No, I thought. No, he didnt just imply that I am an obvious candidate for breast augmentation, though some might argue that I was. I looked at my doctor and then my husband, both of whom studiously avoided eye contact with me. In the awkward silence, it occurred to me that my husband might be tempted to weigh in favorably on the augmentation, a move I would have found highly uncool. After all, its one thing for a plastic surgeon to point out your supposed anatomical shortcomings, but its quite another to hear it from the guy whose laundry you fold and put away.

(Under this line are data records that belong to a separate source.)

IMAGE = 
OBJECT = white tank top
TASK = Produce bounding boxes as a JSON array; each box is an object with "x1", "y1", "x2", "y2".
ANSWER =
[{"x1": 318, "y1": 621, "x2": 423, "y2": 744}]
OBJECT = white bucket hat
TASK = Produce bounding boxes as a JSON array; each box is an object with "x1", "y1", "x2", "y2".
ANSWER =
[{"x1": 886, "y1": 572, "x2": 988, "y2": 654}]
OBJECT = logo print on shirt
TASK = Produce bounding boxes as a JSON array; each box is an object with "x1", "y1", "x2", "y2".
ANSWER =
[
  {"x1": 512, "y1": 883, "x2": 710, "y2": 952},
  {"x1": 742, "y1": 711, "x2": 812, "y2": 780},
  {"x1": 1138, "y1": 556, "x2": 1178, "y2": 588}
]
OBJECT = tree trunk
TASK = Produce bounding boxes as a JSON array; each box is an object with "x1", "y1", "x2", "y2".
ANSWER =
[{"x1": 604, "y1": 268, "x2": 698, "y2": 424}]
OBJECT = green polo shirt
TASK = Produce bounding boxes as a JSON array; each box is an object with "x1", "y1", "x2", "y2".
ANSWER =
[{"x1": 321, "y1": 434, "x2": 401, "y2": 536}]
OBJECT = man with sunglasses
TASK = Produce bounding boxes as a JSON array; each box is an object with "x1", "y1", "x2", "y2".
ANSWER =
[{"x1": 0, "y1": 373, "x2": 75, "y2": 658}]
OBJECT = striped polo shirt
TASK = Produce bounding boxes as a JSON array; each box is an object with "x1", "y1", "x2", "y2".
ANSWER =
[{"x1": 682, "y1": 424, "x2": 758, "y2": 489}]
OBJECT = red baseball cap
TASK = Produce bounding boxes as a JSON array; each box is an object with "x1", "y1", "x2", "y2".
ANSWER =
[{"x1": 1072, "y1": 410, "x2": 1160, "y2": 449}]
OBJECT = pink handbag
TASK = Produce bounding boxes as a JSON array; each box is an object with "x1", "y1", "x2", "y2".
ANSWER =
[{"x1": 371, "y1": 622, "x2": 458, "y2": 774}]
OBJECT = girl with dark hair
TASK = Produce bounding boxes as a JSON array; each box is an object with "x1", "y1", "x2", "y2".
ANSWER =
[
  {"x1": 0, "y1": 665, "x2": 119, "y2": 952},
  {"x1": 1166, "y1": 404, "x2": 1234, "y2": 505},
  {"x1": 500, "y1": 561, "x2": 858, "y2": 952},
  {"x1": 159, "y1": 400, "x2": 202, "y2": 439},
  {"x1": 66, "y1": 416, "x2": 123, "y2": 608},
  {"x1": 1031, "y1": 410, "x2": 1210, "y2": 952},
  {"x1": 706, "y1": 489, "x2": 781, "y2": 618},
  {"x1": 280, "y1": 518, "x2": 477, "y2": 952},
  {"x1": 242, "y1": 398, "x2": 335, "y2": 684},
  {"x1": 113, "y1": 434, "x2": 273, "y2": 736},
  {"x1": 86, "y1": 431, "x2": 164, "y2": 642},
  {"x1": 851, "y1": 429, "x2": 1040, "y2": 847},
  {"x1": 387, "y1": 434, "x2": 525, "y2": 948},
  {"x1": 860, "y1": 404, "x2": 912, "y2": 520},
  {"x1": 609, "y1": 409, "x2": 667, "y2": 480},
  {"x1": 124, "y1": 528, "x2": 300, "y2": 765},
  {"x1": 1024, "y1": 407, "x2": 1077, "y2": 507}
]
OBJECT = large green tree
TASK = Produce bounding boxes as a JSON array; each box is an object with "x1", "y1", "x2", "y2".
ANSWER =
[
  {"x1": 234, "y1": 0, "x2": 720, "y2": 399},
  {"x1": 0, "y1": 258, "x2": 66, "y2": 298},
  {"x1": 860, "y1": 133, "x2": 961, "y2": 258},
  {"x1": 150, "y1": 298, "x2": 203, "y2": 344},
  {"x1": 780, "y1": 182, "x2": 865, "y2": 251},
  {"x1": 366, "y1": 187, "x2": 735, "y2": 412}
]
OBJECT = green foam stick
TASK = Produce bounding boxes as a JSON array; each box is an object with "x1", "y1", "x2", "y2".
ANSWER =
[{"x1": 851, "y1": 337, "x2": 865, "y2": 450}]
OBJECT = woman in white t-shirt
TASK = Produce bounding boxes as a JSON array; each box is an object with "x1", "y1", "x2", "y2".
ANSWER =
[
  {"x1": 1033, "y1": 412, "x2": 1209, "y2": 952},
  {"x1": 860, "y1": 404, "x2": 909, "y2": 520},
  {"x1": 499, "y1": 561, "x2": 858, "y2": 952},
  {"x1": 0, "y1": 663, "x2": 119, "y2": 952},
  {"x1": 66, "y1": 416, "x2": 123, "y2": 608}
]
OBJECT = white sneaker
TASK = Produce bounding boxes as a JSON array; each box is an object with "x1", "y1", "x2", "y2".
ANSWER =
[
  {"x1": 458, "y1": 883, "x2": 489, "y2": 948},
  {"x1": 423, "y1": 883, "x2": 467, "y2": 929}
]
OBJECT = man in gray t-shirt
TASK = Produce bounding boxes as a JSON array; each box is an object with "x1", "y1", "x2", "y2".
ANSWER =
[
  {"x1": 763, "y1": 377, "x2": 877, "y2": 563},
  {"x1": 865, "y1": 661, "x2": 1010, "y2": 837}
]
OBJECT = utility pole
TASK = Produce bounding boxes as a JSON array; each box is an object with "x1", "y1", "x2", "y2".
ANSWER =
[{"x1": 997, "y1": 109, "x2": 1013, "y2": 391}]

Similarly, the breast cancer awareness movement has turned into an emphasis on “Saving the Boobs” rather than “Saving the Women.” What if we valued women as much as we valued their breasts? And what if we valued women’s health as much as we valued them as decorations? Several examples of advertising that sexes up breast cancer are here, here, and here.
Sexualizing breast cancer will only discourage young women from becoming familiar with their bodies, what is healthy, and what is natural. It trains women to think of their breasts as something for men to look at, or as Ginsburg mentions, objects that don’t even belong to them. Our dialogue surrounding breast cancer should be person-centered not breast-centered, as we are not hosts for our breasts, but rather they are a part of us.